Let’s stop for a second to examine what has happened in the last decade to give us a feel for how far we might go by the year 2020:

Ten years ago, the World Trade Center in New York was attacked and much of the complex collapsed, killing 2,752 people buried in the rubble. Today, after two wars tied to the attacks and much work to battle terrorism at home and abroad, the structure of One World Trade Center, the successor to the twin towers is half-finished.

Back in 2001, Facebook — a website many students now use every day — was little more than a twinkle in Mark Zuckerberg’s eye. Today it is one of the most-visited websites on the internet, the place where 600 million users share their lives online.

In 2001, cell phones were larger, clunkier, and only the most advanced phones had limited internet access. The first BlackBerry devices able to easily send and receive e-mail on the go, had only just been created and had simple green and black screens. Today, millions of people can access the entire Internet on their phone and a billion dollar industry has developed just to sell web-connected phone applications or “apps.” Five billion apps were sold in 2010 alone, compared to only 300 million in 2009; 3G phone service that was in its infancy in 2001 is now available worldwide, even at the top of Mount Everest.

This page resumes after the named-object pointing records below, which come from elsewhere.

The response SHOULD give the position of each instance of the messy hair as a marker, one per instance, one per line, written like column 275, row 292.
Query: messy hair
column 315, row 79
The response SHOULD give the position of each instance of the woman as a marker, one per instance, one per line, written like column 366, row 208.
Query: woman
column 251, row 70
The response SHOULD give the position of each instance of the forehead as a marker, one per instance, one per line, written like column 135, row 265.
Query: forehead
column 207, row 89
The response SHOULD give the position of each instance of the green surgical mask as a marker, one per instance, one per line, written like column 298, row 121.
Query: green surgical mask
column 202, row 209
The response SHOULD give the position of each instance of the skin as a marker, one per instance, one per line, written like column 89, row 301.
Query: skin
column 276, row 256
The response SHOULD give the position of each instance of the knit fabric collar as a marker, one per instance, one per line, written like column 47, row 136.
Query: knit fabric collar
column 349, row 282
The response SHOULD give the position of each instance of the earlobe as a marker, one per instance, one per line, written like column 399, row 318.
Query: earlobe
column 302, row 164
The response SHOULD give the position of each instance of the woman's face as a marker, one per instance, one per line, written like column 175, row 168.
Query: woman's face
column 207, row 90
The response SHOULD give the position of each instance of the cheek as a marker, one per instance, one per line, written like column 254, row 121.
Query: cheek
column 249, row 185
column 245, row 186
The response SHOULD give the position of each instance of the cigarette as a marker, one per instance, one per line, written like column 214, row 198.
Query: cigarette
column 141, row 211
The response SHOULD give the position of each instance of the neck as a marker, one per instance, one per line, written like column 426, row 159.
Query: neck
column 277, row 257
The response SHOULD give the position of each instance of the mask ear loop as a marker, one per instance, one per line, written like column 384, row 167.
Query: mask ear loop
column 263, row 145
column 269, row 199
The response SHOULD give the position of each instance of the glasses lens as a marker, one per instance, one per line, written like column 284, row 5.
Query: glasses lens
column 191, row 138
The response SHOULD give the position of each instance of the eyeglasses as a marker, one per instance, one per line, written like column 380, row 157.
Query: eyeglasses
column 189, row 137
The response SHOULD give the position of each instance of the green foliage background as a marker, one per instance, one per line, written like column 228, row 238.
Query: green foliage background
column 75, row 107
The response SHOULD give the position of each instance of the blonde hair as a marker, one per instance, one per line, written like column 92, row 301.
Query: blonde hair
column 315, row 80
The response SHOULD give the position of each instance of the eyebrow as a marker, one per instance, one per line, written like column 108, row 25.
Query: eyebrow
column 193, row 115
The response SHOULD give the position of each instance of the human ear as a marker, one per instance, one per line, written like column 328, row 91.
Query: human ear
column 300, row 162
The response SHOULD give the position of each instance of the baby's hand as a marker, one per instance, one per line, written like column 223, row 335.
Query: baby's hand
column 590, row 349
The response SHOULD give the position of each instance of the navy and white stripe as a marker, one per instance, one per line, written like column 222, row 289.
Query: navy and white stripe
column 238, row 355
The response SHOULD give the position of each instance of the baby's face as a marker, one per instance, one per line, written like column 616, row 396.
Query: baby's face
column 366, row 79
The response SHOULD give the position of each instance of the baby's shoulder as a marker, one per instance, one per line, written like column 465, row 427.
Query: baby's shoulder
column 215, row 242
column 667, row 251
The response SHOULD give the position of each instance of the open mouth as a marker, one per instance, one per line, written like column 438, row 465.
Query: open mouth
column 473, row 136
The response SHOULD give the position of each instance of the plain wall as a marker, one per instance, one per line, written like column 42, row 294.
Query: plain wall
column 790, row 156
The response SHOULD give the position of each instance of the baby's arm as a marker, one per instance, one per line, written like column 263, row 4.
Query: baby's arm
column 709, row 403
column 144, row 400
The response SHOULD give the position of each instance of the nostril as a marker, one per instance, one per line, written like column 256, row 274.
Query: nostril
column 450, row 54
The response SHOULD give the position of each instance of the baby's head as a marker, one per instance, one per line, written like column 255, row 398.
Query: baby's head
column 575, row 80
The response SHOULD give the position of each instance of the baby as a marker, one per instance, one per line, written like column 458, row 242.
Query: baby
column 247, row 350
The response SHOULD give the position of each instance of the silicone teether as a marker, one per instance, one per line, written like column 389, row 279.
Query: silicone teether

Back in 2001, the International Space Station was little more than a tiny three-person apartment floating around the Earth with the early inhabitants living in a small 40-foot tube. But in 2010, 10 years and nearly 1,000 hours of careful spacewalks later, the station is the size of a football field that hosts a crew of six and is resupplied by a half-dozen spacecraft from around the world.

2001 was the year that Wikipedia was founded by Jimmy Wales and Larry Sanger as a new type of encyclopedia. Wikipedia ended the year with around 20,000 new articles added by users. Today, just the English version of Wikipedia has more than 3.5 million articles — there are more than 250 international language versions — and has spawned hundreds of other wiki-based websites.

2001 could be said to be the year that MP3s went mainstream as Apple unveiled its first iPod digital music player, holding about 1,000 songs and costing $400. Today, more than 275 million iPods have been sold; and for the same $400, you can get an iPod with 10 times more storage, a touchscreen display, two cameras and the ability to play back high definition video.

Looking back at how far we have come in only a decade shows us how far we may go in the next 10 years. Where will our society be, what problems will you solve, how much will the world change? It is all up to you and me, so keep on working hard in your classes, in your job and in your personal life.

Who knows what places we will go and what new techniques and technologies we will develop by the year 2020. I’m excited to move forward and find out.